Qué ver y hacer en Shanghái: guía de la ciudad y cuántos días necesitas

Rubén, 18 agosto 2026
shanghai

Shanghái no se parece a ninguna otra ciudad china, y esa es exactamente la razón para venir. Aquí no hay una Ciudad Prohibida ni guerreros de terracota: lo que hay es una ciudad, con un siglo largo de historia rarísima encima, que en treinta años se ha convertido en el sitio donde China enseña lo que quiere ser.

En una misma tarde caminas por una calle de edificios coloniales de los años veinte, cruzas un río y estás debajo del segundo edificio más alto del mundo. Ese contraste, que en las fotos parece un truco de postal, es literalmente el ancho de un río.

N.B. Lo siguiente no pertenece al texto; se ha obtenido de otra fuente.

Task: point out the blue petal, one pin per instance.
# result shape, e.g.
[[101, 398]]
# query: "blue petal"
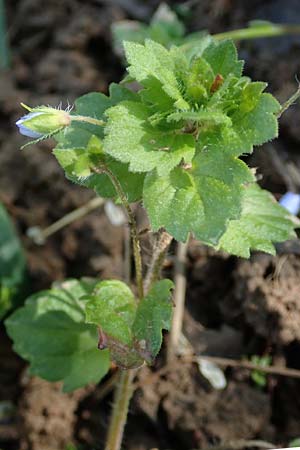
[[21, 124], [291, 202]]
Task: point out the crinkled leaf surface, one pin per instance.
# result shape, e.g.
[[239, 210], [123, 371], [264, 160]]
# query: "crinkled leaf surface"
[[132, 140], [200, 200], [50, 332], [153, 60], [112, 307], [79, 147], [132, 331], [184, 103], [154, 313], [263, 222]]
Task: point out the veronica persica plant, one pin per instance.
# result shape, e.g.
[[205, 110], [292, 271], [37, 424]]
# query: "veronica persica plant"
[[175, 146]]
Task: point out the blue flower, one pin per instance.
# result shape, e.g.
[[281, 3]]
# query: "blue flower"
[[21, 124], [291, 202], [43, 121]]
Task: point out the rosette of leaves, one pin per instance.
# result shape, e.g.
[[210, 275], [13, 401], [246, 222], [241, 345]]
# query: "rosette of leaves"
[[192, 119], [72, 317], [176, 143]]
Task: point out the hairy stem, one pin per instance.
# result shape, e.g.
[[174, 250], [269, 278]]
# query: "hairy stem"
[[39, 235], [179, 299], [87, 119], [289, 102], [158, 255], [123, 395], [132, 225]]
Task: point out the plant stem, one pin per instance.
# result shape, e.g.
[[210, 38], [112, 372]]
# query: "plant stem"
[[4, 52], [179, 299], [132, 225], [259, 31], [87, 119], [39, 235], [289, 102], [123, 395], [158, 255]]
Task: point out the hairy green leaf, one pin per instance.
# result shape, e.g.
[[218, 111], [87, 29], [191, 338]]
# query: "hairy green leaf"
[[263, 222], [50, 332], [131, 139], [79, 148], [200, 200], [153, 315], [153, 60], [223, 59]]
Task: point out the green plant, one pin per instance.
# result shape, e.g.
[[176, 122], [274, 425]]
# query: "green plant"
[[260, 378], [12, 265], [175, 147]]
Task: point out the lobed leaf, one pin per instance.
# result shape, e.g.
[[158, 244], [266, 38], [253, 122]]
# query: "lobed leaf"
[[12, 264], [112, 307], [263, 222], [50, 332], [80, 148], [154, 313], [200, 200]]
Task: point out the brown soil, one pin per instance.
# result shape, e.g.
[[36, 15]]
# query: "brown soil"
[[60, 50]]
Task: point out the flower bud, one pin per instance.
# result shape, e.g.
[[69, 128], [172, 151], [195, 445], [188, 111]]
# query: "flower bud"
[[43, 121], [291, 202]]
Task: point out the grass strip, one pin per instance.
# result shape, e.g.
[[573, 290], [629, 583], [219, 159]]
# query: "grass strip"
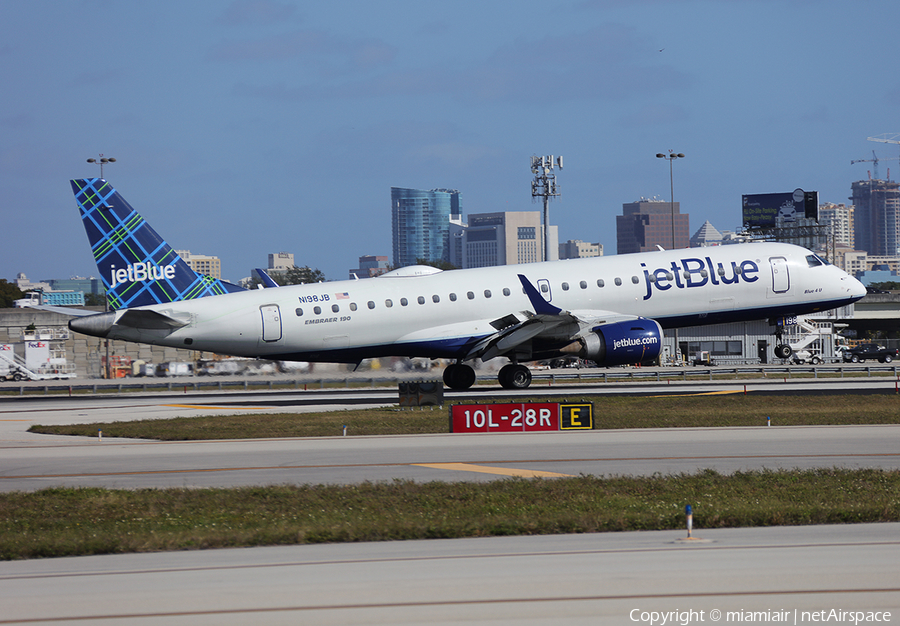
[[609, 412], [68, 522]]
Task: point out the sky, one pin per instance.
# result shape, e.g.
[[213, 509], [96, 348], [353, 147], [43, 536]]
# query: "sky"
[[249, 127]]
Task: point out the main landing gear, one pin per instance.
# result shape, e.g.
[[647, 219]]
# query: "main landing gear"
[[459, 376], [513, 376]]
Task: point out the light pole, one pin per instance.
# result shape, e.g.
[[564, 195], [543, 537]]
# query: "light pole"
[[671, 157], [101, 162]]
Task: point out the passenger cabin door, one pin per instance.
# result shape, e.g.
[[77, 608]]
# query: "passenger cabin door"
[[544, 288], [781, 280], [271, 318]]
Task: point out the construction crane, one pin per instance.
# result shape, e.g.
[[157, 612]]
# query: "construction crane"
[[886, 138], [874, 160]]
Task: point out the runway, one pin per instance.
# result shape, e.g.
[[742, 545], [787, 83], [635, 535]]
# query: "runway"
[[30, 461], [609, 578], [613, 578]]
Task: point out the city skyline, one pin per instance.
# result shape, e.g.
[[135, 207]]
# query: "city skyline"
[[256, 125]]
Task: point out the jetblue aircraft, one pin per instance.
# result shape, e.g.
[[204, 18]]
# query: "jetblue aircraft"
[[611, 310]]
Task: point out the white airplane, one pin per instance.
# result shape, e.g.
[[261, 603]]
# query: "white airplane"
[[611, 310]]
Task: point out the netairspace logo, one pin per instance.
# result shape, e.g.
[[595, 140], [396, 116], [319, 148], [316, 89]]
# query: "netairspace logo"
[[139, 273]]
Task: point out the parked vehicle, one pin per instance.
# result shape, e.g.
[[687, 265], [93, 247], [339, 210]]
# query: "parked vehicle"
[[863, 351]]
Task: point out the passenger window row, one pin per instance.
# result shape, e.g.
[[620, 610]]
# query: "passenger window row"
[[544, 287]]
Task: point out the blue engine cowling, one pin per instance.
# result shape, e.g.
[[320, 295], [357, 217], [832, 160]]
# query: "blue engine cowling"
[[623, 343]]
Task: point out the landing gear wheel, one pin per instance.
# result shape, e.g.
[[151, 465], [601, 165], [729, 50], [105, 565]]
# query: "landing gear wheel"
[[458, 376], [783, 351], [514, 376]]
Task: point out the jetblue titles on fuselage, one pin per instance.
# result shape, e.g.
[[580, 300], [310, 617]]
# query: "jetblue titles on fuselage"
[[694, 272]]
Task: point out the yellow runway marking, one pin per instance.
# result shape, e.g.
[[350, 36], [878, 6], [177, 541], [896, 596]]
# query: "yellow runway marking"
[[701, 393], [210, 406], [505, 471]]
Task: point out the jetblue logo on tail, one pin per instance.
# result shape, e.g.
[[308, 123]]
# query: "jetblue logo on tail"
[[139, 273]]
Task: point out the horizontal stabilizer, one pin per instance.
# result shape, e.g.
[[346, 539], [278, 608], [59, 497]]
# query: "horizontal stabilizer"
[[148, 320], [266, 280]]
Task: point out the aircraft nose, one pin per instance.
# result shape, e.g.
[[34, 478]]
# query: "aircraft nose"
[[93, 325], [856, 287]]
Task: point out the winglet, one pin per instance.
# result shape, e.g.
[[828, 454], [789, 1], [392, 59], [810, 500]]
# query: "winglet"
[[541, 306], [266, 280]]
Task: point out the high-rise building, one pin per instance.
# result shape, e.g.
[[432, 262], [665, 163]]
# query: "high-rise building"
[[281, 261], [577, 249], [504, 238], [707, 235], [876, 217], [646, 224], [840, 218], [420, 224], [370, 266], [206, 265]]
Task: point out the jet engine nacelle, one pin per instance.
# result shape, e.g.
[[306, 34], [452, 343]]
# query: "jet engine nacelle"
[[621, 343]]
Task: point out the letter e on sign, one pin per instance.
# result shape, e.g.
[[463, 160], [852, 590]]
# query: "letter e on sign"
[[576, 416]]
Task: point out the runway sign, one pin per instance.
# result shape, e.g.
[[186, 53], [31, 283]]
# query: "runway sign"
[[520, 417]]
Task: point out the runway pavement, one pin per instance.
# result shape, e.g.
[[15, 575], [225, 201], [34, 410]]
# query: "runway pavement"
[[783, 574], [618, 578]]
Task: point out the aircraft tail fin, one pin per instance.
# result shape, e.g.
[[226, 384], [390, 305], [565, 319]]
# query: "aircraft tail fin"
[[136, 265]]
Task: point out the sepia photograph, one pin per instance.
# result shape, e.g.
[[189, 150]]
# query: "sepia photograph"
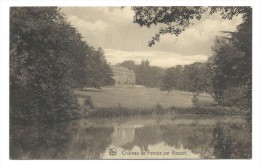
[[130, 82]]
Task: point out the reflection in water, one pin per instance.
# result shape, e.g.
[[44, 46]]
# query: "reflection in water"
[[175, 139]]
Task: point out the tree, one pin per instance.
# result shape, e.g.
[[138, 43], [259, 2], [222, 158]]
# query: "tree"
[[231, 65], [177, 19], [40, 55], [47, 58]]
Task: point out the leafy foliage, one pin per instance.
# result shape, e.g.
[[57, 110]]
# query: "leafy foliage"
[[47, 58], [230, 68]]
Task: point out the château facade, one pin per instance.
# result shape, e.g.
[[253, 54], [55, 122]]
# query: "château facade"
[[123, 76]]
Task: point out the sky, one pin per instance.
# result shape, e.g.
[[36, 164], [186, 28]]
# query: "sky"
[[112, 29]]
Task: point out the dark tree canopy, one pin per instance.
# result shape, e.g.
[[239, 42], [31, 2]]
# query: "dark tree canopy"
[[230, 67], [174, 20], [47, 58]]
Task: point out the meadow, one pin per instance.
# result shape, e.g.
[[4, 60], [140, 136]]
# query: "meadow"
[[138, 97]]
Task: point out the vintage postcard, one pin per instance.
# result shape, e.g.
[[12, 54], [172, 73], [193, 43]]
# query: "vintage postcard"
[[134, 82]]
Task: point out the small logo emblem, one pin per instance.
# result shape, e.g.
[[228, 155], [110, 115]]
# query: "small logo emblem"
[[112, 152]]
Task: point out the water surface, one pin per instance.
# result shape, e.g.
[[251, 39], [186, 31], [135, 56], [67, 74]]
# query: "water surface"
[[179, 137]]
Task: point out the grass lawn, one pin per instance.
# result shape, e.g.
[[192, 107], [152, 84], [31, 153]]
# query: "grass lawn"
[[133, 97]]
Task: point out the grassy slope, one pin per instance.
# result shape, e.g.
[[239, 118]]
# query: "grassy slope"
[[131, 97]]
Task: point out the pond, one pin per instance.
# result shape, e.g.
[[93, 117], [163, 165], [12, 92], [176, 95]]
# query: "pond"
[[165, 137]]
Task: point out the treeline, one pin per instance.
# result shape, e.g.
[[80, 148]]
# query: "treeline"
[[227, 75], [146, 75], [48, 57]]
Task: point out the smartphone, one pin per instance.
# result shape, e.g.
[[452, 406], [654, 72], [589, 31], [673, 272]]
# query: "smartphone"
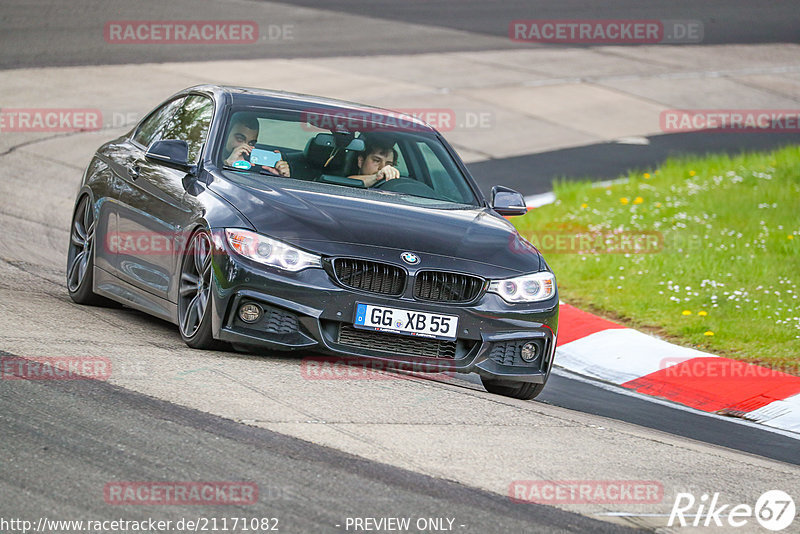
[[265, 158]]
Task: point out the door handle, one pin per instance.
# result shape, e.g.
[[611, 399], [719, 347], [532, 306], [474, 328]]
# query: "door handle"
[[134, 171]]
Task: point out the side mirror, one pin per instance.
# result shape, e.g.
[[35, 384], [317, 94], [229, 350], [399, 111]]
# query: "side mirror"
[[172, 153], [506, 201]]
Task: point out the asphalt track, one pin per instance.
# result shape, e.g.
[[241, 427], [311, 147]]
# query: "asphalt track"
[[62, 441], [40, 33]]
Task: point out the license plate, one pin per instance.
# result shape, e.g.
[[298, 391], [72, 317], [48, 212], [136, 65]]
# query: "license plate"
[[408, 322]]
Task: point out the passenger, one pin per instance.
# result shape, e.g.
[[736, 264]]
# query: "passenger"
[[241, 140], [377, 162]]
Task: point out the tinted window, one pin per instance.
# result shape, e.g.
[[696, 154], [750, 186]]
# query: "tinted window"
[[150, 130], [316, 153], [190, 124]]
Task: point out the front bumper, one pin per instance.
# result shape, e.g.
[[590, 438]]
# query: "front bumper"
[[309, 310]]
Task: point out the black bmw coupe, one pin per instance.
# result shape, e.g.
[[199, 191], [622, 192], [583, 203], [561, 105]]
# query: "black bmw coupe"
[[266, 219]]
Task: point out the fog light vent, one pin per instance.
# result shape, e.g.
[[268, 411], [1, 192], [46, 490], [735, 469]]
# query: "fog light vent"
[[249, 312], [529, 352]]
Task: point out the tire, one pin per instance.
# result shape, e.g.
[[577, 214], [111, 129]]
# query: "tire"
[[515, 390], [80, 257], [195, 294]]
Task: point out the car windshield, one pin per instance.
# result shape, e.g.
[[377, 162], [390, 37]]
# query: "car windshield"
[[384, 154]]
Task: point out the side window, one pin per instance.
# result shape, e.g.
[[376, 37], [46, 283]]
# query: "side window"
[[440, 178], [150, 130], [191, 124]]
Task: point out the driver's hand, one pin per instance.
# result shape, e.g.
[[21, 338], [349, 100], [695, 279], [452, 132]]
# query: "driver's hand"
[[239, 153], [387, 173], [282, 168]]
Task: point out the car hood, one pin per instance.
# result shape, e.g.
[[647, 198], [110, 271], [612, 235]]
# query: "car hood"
[[362, 223]]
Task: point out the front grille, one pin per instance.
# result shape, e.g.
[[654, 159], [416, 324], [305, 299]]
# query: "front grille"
[[370, 276], [396, 344], [440, 286]]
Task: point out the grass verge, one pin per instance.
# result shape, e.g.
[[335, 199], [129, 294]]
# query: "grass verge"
[[704, 251]]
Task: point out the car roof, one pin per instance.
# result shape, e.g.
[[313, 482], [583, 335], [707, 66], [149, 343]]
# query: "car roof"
[[249, 96]]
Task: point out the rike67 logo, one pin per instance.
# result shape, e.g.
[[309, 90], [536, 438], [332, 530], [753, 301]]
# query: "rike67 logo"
[[774, 510]]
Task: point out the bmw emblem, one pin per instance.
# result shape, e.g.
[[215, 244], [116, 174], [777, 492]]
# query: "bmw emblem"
[[410, 258]]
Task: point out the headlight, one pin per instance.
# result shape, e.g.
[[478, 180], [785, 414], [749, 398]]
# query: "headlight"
[[527, 288], [270, 251]]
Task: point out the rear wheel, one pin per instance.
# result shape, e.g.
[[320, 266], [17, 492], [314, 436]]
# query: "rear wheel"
[[509, 388], [80, 257], [194, 300]]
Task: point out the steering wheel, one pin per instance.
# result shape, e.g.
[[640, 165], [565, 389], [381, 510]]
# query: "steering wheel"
[[405, 185]]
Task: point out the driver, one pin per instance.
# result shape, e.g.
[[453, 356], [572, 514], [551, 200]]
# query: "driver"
[[242, 139], [377, 162]]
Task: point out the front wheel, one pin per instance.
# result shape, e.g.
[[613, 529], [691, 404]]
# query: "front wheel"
[[80, 256], [194, 300], [509, 388]]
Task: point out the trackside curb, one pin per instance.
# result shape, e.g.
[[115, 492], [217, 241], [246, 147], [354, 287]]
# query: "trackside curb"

Para españoles hay una buena noticia: China mantiene la entrada sin visado para pasaportes españoles hasta el 31 de diciembre de 2026, con estancias de hasta 30 días. Se entra directamente, aunque el pasaporte tiene que tener seis meses de validez y conviene llevar a mano el billete de vuelta y la reserva del hotel, porque en frontera los pueden pedir.

La otra cosa que conviene saber antes de organizar nada: Shanghái es enorme y muy plana de atractivos sueltos. No es una ciudad de monumentos que tachar, es una ciudad de barrios que pasear. Quien viene con una lista de veinte puntos acaba metido en el metro todo el día; quien elige tres zonas y las camina, se lleva la ciudad entera.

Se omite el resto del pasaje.